こうしたアヌシーと業界団体の取り組みが少しずつ変革をもたらしている。それが今年の長編コンペティション部門で、2人の女性監督が受賞したのだ。『マイ・サニー・マード(英題) / My Sunny Maad』で審査員賞を受賞したミカエラ・パヴラートヴァー監督と、『ザ・クロッシング(英題) / The Crossing』で審査員優秀賞に輝いたフローレンス・ミアイユ監督。1985年に長編コンペティション部門が設立されたが、主要賞を女性監督2人が占めるのはアヌシー史上初だという。
またオフィシャルセレクションに女性監督が選ばれる割合は、この60年間で9%から45%までアップしたという。これが早いか、ようやくかと思うのか判断が分かれるところ。しかし当たり前を見直して、業界全体で変えていこうとする取り組みは、日本の映画祭や映画業界も見習うべきだろう。
来年の特集はスイス
毎年1つの国や地域にフォーカスして特集上映を組んできたアヌシー。今年はアフリカを取り上げたが、2022年はスイスにスポットライトを当てる。会期は2022年6月13日~18日(現地時間)の予定。
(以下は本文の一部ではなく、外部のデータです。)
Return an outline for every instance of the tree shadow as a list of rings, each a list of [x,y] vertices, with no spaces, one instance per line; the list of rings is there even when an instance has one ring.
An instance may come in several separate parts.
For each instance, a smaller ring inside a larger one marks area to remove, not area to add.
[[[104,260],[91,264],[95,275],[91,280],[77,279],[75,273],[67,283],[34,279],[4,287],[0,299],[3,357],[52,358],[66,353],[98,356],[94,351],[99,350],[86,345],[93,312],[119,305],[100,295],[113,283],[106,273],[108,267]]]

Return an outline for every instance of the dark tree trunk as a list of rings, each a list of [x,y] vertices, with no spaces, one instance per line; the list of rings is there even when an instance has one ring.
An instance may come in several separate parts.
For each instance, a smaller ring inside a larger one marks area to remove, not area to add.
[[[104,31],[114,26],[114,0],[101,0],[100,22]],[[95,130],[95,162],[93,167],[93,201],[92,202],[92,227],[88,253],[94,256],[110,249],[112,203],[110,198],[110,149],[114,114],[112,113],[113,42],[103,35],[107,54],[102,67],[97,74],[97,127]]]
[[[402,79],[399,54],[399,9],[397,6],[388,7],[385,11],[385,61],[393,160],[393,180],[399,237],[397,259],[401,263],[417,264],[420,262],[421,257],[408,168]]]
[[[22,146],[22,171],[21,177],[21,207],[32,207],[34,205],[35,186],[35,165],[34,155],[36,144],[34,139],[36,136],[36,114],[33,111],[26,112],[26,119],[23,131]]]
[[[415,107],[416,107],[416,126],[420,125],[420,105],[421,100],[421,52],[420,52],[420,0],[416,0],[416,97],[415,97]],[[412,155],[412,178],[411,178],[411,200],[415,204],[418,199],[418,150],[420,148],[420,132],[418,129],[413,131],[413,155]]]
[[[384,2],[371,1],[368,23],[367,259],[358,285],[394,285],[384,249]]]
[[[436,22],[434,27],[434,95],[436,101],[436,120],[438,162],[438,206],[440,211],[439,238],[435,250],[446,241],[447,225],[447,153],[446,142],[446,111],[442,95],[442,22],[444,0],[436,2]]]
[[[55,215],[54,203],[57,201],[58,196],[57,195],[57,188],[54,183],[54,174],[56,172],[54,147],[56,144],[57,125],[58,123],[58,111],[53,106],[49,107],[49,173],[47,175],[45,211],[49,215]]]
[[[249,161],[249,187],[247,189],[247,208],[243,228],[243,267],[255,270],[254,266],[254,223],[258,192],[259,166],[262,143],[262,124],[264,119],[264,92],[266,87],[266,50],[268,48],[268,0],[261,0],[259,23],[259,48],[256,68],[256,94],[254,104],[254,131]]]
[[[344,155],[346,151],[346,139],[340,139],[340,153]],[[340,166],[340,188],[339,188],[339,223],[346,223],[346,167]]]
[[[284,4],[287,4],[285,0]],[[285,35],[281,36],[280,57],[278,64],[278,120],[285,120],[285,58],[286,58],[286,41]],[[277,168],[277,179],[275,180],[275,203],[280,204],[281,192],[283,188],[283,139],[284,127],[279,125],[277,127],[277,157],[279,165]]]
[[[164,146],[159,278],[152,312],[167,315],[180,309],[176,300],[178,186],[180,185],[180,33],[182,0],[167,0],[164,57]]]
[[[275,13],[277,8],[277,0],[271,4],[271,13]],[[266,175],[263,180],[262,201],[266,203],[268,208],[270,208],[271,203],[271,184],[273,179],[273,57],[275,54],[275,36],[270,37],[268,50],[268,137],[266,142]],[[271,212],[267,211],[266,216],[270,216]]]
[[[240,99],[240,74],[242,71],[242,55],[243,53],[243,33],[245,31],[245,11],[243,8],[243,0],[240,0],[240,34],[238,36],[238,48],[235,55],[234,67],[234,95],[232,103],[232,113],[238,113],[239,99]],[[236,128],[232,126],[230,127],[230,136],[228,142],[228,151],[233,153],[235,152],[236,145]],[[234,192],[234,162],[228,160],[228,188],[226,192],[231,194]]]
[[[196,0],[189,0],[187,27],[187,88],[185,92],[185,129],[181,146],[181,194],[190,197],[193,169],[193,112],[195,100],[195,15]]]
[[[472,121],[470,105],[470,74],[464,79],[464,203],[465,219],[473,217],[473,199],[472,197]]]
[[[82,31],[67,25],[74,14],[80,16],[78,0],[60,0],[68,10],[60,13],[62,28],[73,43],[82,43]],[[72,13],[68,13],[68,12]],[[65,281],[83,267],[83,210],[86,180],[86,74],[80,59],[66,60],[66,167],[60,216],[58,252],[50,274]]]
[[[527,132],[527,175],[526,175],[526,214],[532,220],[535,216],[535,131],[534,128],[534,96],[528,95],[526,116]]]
またアヌシーでは今年から3つの長編プロジェクトを選出して、アーティストたちに3か月間、アヌシーに滞在して創作活動に専念してもらう「アヌシー・フェスティバル・レジデンシー」をスタート。
2022年も継続して事業が行われ、現在、参加プロジェクトを募集中だ。
英語か仏語が必須となるが、映画祭の主催団体であるIMAGE&INDUSTRIES CREATIVES(CITIA)がサポートしてくれるまたとない機会。 締め切りは9月10日。 Let’s try!!